= El Kondor pada =

"El Kondor pada" (Ел Кондор пада) is a satirical song performed by the Serbian theatre troupe Indexovo radio pozorište. It was recorded in 1999 during the war in Kosovo. The song was written by Voja Žanetić and Mićko Ljubičić, borrowing the melody of the Peruvian folk song El Cóndor Pasa.

The song's name is a pun on El Cóndor Pasa. The name El Condor is a fictional code name for the United States F-117 Nighthawk stealth bomber, one of which was shot down during the war.
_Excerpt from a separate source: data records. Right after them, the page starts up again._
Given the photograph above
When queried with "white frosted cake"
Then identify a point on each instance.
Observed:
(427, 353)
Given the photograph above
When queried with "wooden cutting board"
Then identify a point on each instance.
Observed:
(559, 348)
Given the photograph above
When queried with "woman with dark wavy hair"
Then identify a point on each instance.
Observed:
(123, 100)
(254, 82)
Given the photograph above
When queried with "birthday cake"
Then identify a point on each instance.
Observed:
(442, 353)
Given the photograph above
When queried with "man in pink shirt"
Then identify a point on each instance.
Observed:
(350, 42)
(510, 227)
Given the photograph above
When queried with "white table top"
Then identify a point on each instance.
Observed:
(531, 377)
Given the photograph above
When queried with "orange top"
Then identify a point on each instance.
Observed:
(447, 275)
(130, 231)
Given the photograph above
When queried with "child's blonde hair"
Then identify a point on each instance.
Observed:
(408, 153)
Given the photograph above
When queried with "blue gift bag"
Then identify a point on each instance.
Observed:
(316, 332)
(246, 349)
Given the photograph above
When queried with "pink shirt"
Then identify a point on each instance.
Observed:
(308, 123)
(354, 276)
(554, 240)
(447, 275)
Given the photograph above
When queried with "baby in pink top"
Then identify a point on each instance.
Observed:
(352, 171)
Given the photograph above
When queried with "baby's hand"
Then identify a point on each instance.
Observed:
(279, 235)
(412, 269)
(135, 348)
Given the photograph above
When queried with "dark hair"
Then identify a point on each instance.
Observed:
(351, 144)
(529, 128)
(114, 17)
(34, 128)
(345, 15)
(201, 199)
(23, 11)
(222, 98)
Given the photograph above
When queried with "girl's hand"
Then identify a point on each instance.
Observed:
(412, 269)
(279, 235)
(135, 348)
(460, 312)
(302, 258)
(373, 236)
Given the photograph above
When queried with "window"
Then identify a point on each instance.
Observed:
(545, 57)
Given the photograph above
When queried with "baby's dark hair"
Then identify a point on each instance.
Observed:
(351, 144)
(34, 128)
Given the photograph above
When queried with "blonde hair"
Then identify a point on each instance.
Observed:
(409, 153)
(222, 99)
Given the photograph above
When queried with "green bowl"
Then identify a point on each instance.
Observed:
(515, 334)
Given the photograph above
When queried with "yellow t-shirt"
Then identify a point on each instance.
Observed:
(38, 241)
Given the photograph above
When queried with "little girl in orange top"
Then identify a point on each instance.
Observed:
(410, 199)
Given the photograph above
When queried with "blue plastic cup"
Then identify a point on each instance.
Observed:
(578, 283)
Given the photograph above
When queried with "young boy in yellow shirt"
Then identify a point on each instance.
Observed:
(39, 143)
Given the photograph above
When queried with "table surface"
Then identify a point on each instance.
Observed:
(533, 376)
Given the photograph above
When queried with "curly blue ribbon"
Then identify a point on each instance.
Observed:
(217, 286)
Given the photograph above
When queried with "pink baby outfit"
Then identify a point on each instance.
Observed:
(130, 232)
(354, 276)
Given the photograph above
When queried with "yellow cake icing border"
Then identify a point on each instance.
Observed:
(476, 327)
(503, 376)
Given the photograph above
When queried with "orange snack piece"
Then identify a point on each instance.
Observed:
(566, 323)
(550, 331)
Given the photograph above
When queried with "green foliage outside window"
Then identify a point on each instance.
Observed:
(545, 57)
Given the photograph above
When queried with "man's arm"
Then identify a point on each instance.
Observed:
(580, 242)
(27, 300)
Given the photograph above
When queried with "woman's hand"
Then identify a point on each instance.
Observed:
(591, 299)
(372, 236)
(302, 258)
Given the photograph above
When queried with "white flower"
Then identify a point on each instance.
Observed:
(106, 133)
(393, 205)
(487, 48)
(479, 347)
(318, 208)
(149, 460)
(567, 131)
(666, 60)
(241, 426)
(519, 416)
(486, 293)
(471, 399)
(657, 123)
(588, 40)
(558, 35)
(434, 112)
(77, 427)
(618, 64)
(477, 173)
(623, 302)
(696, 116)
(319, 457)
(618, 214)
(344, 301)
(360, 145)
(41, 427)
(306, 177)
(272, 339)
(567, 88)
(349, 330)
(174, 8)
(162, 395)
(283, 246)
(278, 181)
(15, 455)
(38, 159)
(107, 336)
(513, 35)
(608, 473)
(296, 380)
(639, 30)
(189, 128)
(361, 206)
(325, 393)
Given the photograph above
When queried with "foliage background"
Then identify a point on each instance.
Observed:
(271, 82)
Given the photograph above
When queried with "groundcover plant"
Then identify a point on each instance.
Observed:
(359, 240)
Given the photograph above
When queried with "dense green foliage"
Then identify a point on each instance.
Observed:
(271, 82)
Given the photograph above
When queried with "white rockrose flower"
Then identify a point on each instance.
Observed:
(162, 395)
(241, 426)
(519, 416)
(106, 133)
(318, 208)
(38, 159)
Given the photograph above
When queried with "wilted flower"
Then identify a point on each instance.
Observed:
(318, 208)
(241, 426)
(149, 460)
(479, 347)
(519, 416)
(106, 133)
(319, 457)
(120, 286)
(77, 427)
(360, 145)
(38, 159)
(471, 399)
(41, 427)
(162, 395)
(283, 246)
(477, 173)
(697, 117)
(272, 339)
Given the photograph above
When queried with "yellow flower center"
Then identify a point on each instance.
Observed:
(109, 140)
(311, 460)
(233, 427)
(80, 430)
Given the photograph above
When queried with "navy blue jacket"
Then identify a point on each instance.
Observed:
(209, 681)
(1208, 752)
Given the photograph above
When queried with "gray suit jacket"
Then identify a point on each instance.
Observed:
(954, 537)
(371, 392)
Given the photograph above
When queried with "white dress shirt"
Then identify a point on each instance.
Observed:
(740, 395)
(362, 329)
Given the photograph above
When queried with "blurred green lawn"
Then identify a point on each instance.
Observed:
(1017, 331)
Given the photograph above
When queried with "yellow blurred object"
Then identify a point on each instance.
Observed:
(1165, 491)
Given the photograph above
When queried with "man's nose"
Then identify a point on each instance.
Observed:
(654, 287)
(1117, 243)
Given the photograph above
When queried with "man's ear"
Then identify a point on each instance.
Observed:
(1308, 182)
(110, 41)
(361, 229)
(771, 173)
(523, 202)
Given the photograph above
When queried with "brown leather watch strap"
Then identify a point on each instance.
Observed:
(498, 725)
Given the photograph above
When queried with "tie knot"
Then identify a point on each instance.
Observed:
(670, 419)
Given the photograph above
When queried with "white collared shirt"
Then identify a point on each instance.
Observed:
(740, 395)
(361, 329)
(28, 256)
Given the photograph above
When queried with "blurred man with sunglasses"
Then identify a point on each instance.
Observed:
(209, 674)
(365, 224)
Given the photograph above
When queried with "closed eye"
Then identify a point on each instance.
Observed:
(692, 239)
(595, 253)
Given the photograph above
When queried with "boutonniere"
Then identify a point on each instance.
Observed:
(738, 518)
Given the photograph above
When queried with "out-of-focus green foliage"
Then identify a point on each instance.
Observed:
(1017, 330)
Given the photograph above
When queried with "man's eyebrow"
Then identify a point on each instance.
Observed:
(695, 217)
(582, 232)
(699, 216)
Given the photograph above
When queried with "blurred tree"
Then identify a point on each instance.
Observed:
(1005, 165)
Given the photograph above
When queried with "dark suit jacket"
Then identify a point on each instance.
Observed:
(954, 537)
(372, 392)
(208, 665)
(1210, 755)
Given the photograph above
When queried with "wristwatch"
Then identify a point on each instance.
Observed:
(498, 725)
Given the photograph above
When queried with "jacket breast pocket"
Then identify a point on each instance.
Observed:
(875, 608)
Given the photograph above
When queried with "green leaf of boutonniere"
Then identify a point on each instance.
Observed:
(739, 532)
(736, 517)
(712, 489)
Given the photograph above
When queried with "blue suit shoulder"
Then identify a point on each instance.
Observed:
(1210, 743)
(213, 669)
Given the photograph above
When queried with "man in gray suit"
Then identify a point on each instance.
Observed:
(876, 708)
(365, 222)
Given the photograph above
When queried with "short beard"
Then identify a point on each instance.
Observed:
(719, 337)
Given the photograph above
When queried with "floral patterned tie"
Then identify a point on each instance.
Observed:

The lyrics tell the story of a fictional American pilot. He is tricked into believing that the mission is perfectly safe, as his bomber is "invisible" to radar. The song continues by relating the story of his flight and subsequent downing by Yugoslav anti-aircraft defences. The pilot is evacuated with 32 helicopters after having been searched for by peasants with pitchforks. The song also emphasises the supposed ignorance of NATO troops about Kosovo, describing them as not even knowing where it exactly is.

Indexovo radio pozorište, a performing group originally formed at the leading local public radio station in Belgrade, Beograd 202, was very prominent in Serbia due to a series of politically engaged, anti-Milošević theatre plays. As a result, this song quickly became popular in Serbia during the war and was frequently aired on radio stations. Indeksovo radio pozorište recorded a few other songs during this period, satirising all sides involved. The song was later released on the Oproštajni koncert compilation.